Musk Offers Free Starlink As Iran Protests Endure Internet, Comms Blackout
Now amid a days-long internet blackout which stretches to last week, Iranians are being offered free Starlink satellite service by Elon Musk's SpaceX.
"SpaceX has waived the Starlink subscription fee in Iran, so people with receivers in the country can access service without paying, according to Ahmad Ahmadian, executive director of the US group Holistic Resilience, which works with Iranians to secure Internet access," Bloomberg reports Tuesday."A person familiar with Starlink’s operations confirmed the free ser vice, while asking not to be identified because the information isn’t public," the report says further.
Word of this comes after earlier the same day President Trump encouraged Iranians to mount a coup and attack government buildings and institutions. In a serious escalation of his Iran rhetoric, Trump posted to Truth Social earlier, "To all Iranian patriots: keep protesting. Take over your institutions if possible. And save the names of the killers and the abusers that are abusing you."

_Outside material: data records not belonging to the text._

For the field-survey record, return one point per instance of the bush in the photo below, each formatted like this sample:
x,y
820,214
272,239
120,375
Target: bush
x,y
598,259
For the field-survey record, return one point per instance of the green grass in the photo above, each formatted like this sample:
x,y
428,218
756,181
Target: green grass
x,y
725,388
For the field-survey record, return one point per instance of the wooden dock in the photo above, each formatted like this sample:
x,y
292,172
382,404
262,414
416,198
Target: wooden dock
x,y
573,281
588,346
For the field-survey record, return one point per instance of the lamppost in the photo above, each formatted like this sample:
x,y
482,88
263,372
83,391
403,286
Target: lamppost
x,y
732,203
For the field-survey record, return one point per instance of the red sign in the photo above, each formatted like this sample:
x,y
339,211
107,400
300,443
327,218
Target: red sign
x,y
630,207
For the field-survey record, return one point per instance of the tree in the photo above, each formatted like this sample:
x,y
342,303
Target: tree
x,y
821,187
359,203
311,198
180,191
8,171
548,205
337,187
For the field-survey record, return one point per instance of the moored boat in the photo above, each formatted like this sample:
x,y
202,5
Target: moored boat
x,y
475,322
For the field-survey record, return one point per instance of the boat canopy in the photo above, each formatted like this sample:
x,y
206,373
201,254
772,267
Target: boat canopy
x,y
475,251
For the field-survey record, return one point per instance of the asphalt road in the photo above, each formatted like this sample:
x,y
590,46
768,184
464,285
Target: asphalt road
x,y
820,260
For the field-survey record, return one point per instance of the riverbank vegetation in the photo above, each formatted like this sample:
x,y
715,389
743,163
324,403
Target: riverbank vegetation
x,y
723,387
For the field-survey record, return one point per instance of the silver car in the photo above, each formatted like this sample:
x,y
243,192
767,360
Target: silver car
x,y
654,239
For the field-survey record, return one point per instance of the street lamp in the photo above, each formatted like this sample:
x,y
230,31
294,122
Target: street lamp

What started as economically-driven protests in Tehran marketplaces last month threatens to become a full-blown insurgency targeting police and government buildings, amid some reports that over 100 security personnel have died.
Western press accounts have focused on the allegedly hundreds of protesters killed, with some highly dubious sources on Tuesday going so far as to claim 12,000 demonstrators have been killed.
But what hasn't been a focus is that semi-official Tasnim News Agency is claiming that at least 109 security personnel have lost their lives.
"The servicemen were martyred after swarms of violent rioters attacked them by firing bullets and hitting the law enforcement forces with various weapons," said the commander of the special forces General Masoud Mosaddeq, as quoted in the outlet.
Various external forces have tried to hijack the protests, amid Israel's Mossad also boasting its agents have infiltrated and are influencing events on the ground. So obviously, there's a raging info war of competing narratives - just like with the Syria and Libyan regime change wars before.
Starlink will supposedly help video from on the ground get out of the country, but such info could also be driven by foreign NGOs (or else foreign governments). The Wall Street Journal freshly reports:
With the government shutting down the internet and throttling phone services, Iranians are leaning heavily on Elon Musk’s Starlink service to share videos of growing protests and the regime’s escalating crackdown with the world.
But Iran has intensified efforts to jam the service, which is banned in the country, and users are being hunted.
Over the weekend, authorities began searching for and confiscating Starlink dishes in western Tehran, said Amir Rashidi, director of digital rights and security at Miaan Group, a U.S. nonprofit opposed to internet censorship.
“It’s electronic warfare,” Rashidi said. He said disruptions are worst in parts of Tehran where protests are taking place and in the evening, when the demonstrators gather.
The battle over information—while secondary to the confrontations taking place nightly in dozens of cities across Iran—has potentially serious consequences. President Trump has threatened to intervene in response to a crackdown by the regime.
But this can go the other way as well. Plenty of videos have surfaced which purport to show Iranian security officers being assassinated, beaten or stabbed by anti-government crowds.
Potomac, Maryland-based Clown Prince Reza Pahlavi has explicitly called for violent attacks on IRIB media facilities and its staff
— Max Blumenthal (@MaxBlumenthal) January 13, 2026
He’s also called for targeting (read: killing) any government worker who does not quit their job and join the regime change riots https://t.co/5W9t4zP9WP
According to Iranian state news outlet Press TV, President Masoud Pezeshkian accused US and Israeli intelligence agencies of training armed units, with that training happening both inside and outside the country. If outside governments are directly aiding the agitators, it wouldn't be the first time that technique was used in an attempt to impose regime change on Iran. In 1953, US and British intelligence engineered a coup d'etat that ousted Iran's democratically-elected prime minister, Mohammad Mosaddegh. "Operation Ajax" involved the use of CIA-funded Iranian agents and "rented" crowds of anti-government demonstrators.
Tehran is likely to seize on these reports of SpaceX offering free Starlink access and assistance, in order to further accuse the West of waging a covert campaign aimed at destabilizing the Iranian government. Well and this covert foreign-backed campaign is probably already in full swing.